You can thus restrict the access to the content of your confidential attached files to those people to whom you have communicated (preferably by another channel, such as SMS or phone) the password used to lock and encrypt them. - Using a standard, public encryption format:
By using this standard, public encryption Zip format, recipients of your secured Outlook attachments do not need Attach2Cloud or any third-party software to decrypt them.
For example, in Windows, the Windows File Explorer will automatically display a dialog asking for the password used to secure the encrypted Zip file when an attempt is made to open it.

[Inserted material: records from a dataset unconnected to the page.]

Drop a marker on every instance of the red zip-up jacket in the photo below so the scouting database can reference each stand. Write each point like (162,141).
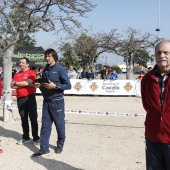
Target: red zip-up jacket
(157,123)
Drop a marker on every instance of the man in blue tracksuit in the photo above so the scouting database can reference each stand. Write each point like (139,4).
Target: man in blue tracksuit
(53,103)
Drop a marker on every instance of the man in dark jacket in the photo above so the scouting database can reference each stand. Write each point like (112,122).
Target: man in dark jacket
(155,90)
(53,104)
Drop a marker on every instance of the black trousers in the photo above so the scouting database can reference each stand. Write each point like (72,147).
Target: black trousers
(27,107)
(157,155)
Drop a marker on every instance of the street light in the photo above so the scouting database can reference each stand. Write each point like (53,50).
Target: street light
(158,29)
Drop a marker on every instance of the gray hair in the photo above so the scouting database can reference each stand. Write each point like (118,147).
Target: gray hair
(163,41)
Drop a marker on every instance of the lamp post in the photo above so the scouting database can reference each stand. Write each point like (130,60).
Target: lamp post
(158,29)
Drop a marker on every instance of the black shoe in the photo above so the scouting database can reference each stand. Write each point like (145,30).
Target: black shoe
(41,153)
(58,150)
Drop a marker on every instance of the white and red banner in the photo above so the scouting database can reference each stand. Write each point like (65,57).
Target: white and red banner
(103,87)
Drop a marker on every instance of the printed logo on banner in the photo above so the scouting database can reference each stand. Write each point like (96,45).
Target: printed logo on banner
(77,86)
(128,86)
(93,86)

The fact that this format is public ensures that there are no secret backdoors that would allow malicious third parties not knowing the password to access the contents of your encrypted attachments. - Extremely strong protection:
Only a brute force attack (a program attempting to open a password protected file by testing different passwords based on password dictionaries or automatically composed passwords) can have a chance to break a password protected Zip file. A reasonably long password with a few special characters offers extremely strong protection in this matter: a brute force attack program running on a high-end PC would need, depending on the diversity of characters composing the password, from a few tens of thousands to a few hundred of thousand years to have a chance of finding a 12-character password with special characters, upper and lower case. Check here:
https://www.security.org/how-secure-is-my-password/
Even with a super-computer with the power of 1,000 PCs, it would still take hundreds of years to crack your password.
If this level of security seems insufficient to you, you can easily strengthen it by using a longer password.
With one more character, i.e. a 13-character password with special characters, upper and lower case, it will take a high-end PC millions of years to crack your password. Enough to discourage the most virulent hackers.
Question #2
How are the password rules set?
- minimum length of the password
- minimum number of letters
- minimum number of lower case letters
- minimum number of upper case letters
- minimum number of numbers
- minimum number of special characters
are defined via Attach2Cloud settings.
These settings can be locked (made not editable by users) or unlocked.
In the Attach2Cloud ribbon displayed in the main window of MS Outlook, a click on the Options button and then on the Attached file Password & Encryption menu displays this window allowing the user to view (or modify if he/she is allowed to) the rules applying to passwords:
Question #3
How to secure multiple attached files in one operation?
. There are two ways to secure multiple MS Outlook attached files in a single operation:
The first one is to simply select several files in the Paperclip button file selection dialog and to check the password checkbox as per the above tutorial.
The second way is to attach one or more folders using the Attach Folders button added by Attach2Cloud to the MS Outlook email form Message tab:
Clicking this button displays a dialog enabling you to select one or more folders.
This dialog includes a Password checkbox:
Simply tick it to secure the selected folders (and their sub-folders if any). After asking you for a password, Attach2Cloud will attach the selected folders to your email under the form of a single password-protected + encrypted Zip file.